前回ご説明させていただきました通り、非居住者又は外国法人へ一定の支払いをする際は、源泉所得税を徴収する必要が生じます。ただし、その外国と日本国が租税条約を締結している場合、源泉徴収税額が軽減又は免除される場合がございます。

 

租税条約とは?

二国間で二重課税を排除又は調整するために結ばれる条約です。

 

例えば

日本の100%子会社(非上場)がアメリカの親会社に配当を支払う場合

国内法→20.42%の源泉徴収

租税条約→免税(源泉徴収必要なし)

 

非居住者又は外国法人へ支払いをする際は、まずは国内法を確認し、その後租税条約の有無、内容を確認します。

 

適用方法

租税条約を適用して、源泉徴収税の軽減又は免除を受けようとする場合は、「租税条約に関する届出書」をその支払い日の前日までに、支払者の所轄税務署に提出します。

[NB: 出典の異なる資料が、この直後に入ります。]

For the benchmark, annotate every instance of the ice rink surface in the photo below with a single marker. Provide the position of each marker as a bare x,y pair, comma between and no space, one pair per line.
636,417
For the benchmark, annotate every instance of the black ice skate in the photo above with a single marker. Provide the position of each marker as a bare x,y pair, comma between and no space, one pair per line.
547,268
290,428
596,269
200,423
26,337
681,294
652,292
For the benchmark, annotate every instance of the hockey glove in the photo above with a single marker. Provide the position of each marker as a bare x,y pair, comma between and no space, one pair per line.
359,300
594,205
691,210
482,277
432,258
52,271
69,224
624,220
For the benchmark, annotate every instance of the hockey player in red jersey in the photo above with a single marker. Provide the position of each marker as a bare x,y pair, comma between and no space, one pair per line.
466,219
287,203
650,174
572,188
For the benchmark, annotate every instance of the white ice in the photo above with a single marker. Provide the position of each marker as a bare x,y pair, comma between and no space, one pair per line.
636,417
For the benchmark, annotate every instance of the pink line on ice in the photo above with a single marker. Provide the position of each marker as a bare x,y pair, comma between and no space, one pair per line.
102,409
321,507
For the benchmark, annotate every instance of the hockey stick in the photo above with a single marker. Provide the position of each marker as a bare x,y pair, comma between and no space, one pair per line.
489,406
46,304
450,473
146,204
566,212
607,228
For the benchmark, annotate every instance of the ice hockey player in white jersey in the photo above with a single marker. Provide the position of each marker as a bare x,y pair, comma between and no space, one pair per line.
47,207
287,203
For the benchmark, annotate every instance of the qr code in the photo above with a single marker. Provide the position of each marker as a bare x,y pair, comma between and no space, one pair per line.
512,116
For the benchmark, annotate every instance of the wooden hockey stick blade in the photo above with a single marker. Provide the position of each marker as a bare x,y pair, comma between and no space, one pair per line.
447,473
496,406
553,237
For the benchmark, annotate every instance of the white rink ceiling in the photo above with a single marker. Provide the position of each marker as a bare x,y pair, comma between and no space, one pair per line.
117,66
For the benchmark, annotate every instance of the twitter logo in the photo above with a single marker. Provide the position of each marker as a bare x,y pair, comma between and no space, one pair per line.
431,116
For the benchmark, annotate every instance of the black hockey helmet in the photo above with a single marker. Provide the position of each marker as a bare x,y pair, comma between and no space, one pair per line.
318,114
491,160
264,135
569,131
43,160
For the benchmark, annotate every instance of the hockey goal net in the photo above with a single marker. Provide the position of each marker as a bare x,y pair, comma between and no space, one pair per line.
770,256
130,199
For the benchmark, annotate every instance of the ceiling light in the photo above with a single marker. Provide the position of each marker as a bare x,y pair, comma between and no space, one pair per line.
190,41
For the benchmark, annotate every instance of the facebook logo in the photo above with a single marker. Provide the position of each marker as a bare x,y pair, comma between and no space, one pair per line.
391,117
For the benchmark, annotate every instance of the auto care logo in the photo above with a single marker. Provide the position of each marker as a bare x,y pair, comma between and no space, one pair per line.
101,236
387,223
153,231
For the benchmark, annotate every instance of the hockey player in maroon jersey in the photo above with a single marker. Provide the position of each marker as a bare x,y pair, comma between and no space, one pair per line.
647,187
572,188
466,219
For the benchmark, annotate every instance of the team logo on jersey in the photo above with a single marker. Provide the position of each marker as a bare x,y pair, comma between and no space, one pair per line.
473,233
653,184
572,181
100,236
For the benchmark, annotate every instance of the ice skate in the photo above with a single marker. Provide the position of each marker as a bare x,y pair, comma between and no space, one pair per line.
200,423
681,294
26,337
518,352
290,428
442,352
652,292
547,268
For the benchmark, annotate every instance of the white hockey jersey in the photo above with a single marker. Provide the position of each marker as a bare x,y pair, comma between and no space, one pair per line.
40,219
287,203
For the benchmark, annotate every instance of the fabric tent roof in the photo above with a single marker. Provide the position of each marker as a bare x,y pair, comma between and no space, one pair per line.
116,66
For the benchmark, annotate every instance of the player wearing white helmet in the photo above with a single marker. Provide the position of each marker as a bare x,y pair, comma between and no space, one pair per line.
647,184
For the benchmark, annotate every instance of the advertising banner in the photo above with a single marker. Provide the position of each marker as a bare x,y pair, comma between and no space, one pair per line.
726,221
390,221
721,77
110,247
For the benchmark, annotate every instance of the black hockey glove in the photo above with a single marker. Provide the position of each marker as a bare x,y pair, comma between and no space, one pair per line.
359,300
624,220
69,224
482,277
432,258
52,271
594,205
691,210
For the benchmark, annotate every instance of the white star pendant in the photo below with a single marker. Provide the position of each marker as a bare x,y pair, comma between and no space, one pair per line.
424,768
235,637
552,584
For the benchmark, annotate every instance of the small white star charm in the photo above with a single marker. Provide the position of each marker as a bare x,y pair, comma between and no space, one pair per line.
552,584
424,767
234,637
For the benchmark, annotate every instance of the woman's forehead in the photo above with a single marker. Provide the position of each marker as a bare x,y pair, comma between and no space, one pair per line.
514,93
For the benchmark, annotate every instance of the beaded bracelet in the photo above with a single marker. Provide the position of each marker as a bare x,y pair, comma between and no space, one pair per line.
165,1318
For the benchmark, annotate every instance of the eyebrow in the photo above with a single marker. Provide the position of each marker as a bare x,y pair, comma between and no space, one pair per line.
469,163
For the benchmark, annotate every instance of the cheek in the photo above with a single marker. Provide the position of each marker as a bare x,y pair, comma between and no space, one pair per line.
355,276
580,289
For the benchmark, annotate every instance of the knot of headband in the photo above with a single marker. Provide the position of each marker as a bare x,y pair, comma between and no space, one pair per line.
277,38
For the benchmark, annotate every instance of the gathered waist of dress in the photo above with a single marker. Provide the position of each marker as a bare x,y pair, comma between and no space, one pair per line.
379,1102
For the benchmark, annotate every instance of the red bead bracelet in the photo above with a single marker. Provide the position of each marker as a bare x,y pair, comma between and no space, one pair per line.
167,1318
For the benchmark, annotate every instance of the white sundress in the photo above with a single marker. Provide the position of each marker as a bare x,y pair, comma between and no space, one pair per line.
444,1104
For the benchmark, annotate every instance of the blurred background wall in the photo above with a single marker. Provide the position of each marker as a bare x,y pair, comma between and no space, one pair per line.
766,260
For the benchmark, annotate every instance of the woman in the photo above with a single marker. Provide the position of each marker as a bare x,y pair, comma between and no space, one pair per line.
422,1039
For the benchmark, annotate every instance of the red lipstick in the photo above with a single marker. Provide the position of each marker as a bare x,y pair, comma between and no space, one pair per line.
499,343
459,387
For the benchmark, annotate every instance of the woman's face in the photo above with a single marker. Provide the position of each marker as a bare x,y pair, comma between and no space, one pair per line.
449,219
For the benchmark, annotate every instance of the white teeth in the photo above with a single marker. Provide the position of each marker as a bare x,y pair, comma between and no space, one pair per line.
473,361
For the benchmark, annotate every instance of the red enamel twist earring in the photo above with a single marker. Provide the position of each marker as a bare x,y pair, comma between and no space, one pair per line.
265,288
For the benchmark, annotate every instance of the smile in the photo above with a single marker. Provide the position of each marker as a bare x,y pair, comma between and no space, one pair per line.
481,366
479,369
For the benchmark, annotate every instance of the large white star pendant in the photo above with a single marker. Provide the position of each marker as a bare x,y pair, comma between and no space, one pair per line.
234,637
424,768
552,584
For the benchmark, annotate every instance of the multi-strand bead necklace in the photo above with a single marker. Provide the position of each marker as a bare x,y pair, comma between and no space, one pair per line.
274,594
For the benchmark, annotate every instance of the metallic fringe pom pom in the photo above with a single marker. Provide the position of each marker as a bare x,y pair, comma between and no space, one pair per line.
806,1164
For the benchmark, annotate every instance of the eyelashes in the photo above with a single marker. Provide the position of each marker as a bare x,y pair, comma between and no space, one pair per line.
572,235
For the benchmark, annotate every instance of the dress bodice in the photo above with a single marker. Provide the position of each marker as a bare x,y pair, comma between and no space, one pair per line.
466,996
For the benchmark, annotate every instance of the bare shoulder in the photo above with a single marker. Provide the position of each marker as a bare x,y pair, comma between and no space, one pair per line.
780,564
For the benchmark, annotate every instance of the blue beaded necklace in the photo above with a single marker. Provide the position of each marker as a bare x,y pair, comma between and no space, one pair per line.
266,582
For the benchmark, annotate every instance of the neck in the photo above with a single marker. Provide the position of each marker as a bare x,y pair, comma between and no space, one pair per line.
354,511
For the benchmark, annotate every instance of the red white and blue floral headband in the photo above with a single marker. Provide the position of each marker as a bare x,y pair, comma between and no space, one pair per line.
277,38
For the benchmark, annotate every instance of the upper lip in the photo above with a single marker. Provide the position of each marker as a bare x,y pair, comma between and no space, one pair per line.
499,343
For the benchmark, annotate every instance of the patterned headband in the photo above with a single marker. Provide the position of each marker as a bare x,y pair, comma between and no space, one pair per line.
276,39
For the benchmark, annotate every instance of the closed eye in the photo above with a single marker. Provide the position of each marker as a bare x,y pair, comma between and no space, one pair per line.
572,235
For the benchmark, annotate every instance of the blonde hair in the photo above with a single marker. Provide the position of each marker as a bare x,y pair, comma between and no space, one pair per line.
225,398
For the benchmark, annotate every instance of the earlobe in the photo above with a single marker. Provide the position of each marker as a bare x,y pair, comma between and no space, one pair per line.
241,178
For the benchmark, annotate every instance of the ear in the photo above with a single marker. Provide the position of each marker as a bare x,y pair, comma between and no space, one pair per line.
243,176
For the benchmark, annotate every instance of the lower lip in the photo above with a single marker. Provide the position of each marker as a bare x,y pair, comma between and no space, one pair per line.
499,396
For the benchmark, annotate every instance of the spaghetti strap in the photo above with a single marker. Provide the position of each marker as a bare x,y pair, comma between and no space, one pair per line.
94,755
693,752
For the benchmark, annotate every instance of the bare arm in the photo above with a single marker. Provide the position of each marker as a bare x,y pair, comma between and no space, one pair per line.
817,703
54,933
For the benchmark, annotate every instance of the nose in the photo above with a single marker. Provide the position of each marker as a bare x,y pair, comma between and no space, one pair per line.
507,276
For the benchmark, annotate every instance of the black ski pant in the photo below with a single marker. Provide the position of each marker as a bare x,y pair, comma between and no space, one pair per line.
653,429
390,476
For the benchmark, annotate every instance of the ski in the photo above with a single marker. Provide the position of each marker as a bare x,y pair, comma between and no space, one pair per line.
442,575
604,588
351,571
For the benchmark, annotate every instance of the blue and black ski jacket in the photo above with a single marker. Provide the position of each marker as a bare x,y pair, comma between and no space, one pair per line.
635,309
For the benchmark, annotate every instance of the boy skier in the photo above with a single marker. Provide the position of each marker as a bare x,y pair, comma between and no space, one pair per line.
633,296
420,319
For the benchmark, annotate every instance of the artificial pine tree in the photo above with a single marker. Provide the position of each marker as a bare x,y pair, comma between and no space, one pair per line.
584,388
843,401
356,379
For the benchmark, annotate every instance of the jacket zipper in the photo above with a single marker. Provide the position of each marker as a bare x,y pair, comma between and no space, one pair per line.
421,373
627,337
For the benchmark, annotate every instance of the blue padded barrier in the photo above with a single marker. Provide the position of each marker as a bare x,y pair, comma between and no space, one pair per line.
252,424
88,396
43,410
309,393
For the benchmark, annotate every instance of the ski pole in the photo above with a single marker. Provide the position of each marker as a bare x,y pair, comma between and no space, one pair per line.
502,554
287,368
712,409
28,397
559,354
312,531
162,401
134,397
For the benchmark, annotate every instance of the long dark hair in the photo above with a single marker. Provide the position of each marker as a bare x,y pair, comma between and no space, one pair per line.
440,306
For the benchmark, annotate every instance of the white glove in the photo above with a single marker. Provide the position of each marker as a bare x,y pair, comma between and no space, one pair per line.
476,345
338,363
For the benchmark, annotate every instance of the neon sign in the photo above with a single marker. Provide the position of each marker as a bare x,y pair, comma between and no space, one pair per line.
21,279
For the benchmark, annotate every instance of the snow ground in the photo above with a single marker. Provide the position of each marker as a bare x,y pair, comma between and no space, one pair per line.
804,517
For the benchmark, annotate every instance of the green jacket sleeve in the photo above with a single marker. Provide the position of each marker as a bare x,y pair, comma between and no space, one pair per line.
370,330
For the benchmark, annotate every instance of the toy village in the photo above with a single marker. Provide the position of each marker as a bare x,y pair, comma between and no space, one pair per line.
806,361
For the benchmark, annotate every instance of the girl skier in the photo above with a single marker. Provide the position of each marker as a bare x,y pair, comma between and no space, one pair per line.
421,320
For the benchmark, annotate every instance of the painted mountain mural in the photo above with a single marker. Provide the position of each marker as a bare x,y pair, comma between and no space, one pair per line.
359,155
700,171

期限までに届出をしなかった場合は、一度国内法に定められている税率により源泉徴収をし、その後、届出書提出以後に還付請求をする必要がございます。

また、その国の租税条約に特典制限条項(LOB)が付されている場合には、届出書に「特典条項に関する付表」及び「居住者証明書」を添付する必要がございます。

 

~「特典制限条項(LOB)」とは?~

租税条約の軽減や免除等の特典の乱用防止のために、特典を受けられる者を制限しようと定められたものです。国によってその有無及びその対象範囲が定められています。20184月現在、アメリカ、イギリス、フランス、オーストラリア、オランダ、ドイツなどの国との租税条約に設けられています。

 

反対に、日本の法人が外国から配当や使用料等一定の支払いを受ける場合も、その国の税法に基づき源泉徴収等により税金を納めるケースがありますが、この場合も、その国との租税条約により、その税額が軽減又は免除される場合がございますので、その国の税法及びその国との租税条約の確認を怠らないことをお勧めします。

 

※租税条約は国によってその有無及び内容も異なります。本解説の情報のみを基に判断し行動せずに、実際の適用につきましては、専門家にご相談されることをお勧めします。